Yediemin otoparklarında yıllanmış araç yoğunluğunun altında yatan nedeni anlatan Topçu, sözlerini şöyle sürdürdü:
“Araçların satışının yapılması için haciz koyan kişinin satışını istemesi gerekli. Hacizi başlatan ve aracın yediemin otoparkına gelmesine neden olan kişi, aracın üzerinde SGK’nın, vergi dairesinin veya başka alacaklıların hakkı olduğunu fark edince işlemleri başlatmıyor. Çünkü borçludan alacağı paradan daha az para alacağını görüyor.
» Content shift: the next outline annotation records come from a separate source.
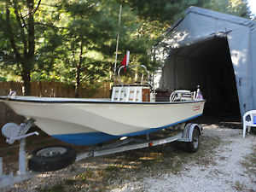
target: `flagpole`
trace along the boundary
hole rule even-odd
[[[116,40],[116,49],[115,49],[113,78],[115,78],[115,73],[116,73],[117,54],[118,54],[118,50],[119,50],[119,32],[120,32],[120,23],[121,23],[121,14],[122,14],[122,5],[120,4],[119,19],[119,31],[118,31],[118,36],[117,36],[117,40]]]

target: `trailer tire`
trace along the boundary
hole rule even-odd
[[[68,146],[49,146],[36,149],[28,159],[29,170],[44,172],[57,171],[73,164],[76,151]]]
[[[192,134],[192,142],[187,143],[187,149],[189,153],[195,153],[200,145],[200,131],[195,127]]]

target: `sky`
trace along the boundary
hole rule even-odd
[[[253,15],[256,15],[256,0],[247,0]]]

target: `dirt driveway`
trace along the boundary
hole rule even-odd
[[[204,125],[196,154],[177,143],[76,162],[4,191],[256,191],[256,136]]]

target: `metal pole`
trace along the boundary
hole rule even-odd
[[[26,138],[20,139],[19,153],[19,172],[20,175],[26,174],[26,155],[25,151]]]
[[[0,157],[0,177],[3,176],[3,158]]]
[[[121,14],[122,14],[122,5],[120,4],[119,19],[119,31],[118,31],[118,37],[117,37],[117,40],[116,40],[115,59],[114,59],[114,68],[113,68],[113,77],[114,78],[115,78],[115,73],[116,73],[117,54],[118,54],[118,50],[119,50],[119,32],[120,32],[120,24],[121,24]]]

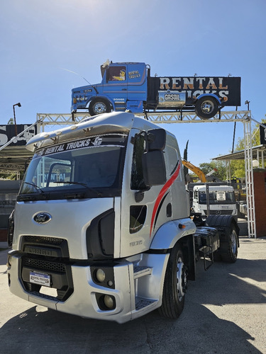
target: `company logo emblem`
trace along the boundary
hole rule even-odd
[[[47,224],[52,219],[48,212],[38,212],[33,216],[33,220],[38,224]]]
Satış işlemini başlatmayınca buraya gelen araç yıllarca kalıyor. Ülke ekonomisi ve katma değerini de zarara uğratan bir anlayış. Yapılması gereken, 6 ay içinde hacizli araçların kanunen satılması lazım. Fakat bunla ilgili yeterli kanunlar çıkmadığı ve altyapısı olmadığı için bu işler çok ağır yürüyor. Bizim yediemin olarak hiçbir yaptırımımız yok. Buraya araç kazadan veya muayeneden gelmiş, biz araç sahibine ulaşmak için bilgi bile alamıyoruz. Buradaki araçlar beklediği sürece değer kaybı da oluyor, aksamları arızalanıyor. Bu süre kısa tutulmuş olsa, araçlar burada bekleyeceğine sahibine teslim edilse veya satışı yapılarak yeni sahiplerine ulaştırılsa, ülke için de bir katma değer sağlayacak. Ama burada çürümeye bırakılıyor.”
‘ARAÇ SAHİPLERİ SÖKÜYOR’
Araçlarının icra nedeniyle yakalama hacizli olduğunu bilen kişilerin araçların motor ve iç konsol gibi değerli parçalarını söktürdüklerini kaydeden Topçu, “Sanayilerde bu işleri yapan insanlar var. Kimileri araçlarının hacizlik olduğunu öğrenince kendileri motorunu, konsolonu, lastik ve jantlarının yanı sıra koltuklarına kadar söküyor. Bunları bir depoda muhafaza ediyorlar. Aracın kasasını da bir araziye bırakıp 155’i arayarak ihbar ediyorlar. Polis aracı şase numarasından kontrol ettiğinde yakalamalı hacizli olduğunu tespit edip otoparka çektiriyor. Aracını bu şekilde parçalayan kişi, kasasını ilerde açılan ihalede tekrar ucuza alarak söktüğü parçaları yerine takıyor. Buna genellikle lüks segment araçlarda daha çok rastlanıyor” ifadesini kullandı.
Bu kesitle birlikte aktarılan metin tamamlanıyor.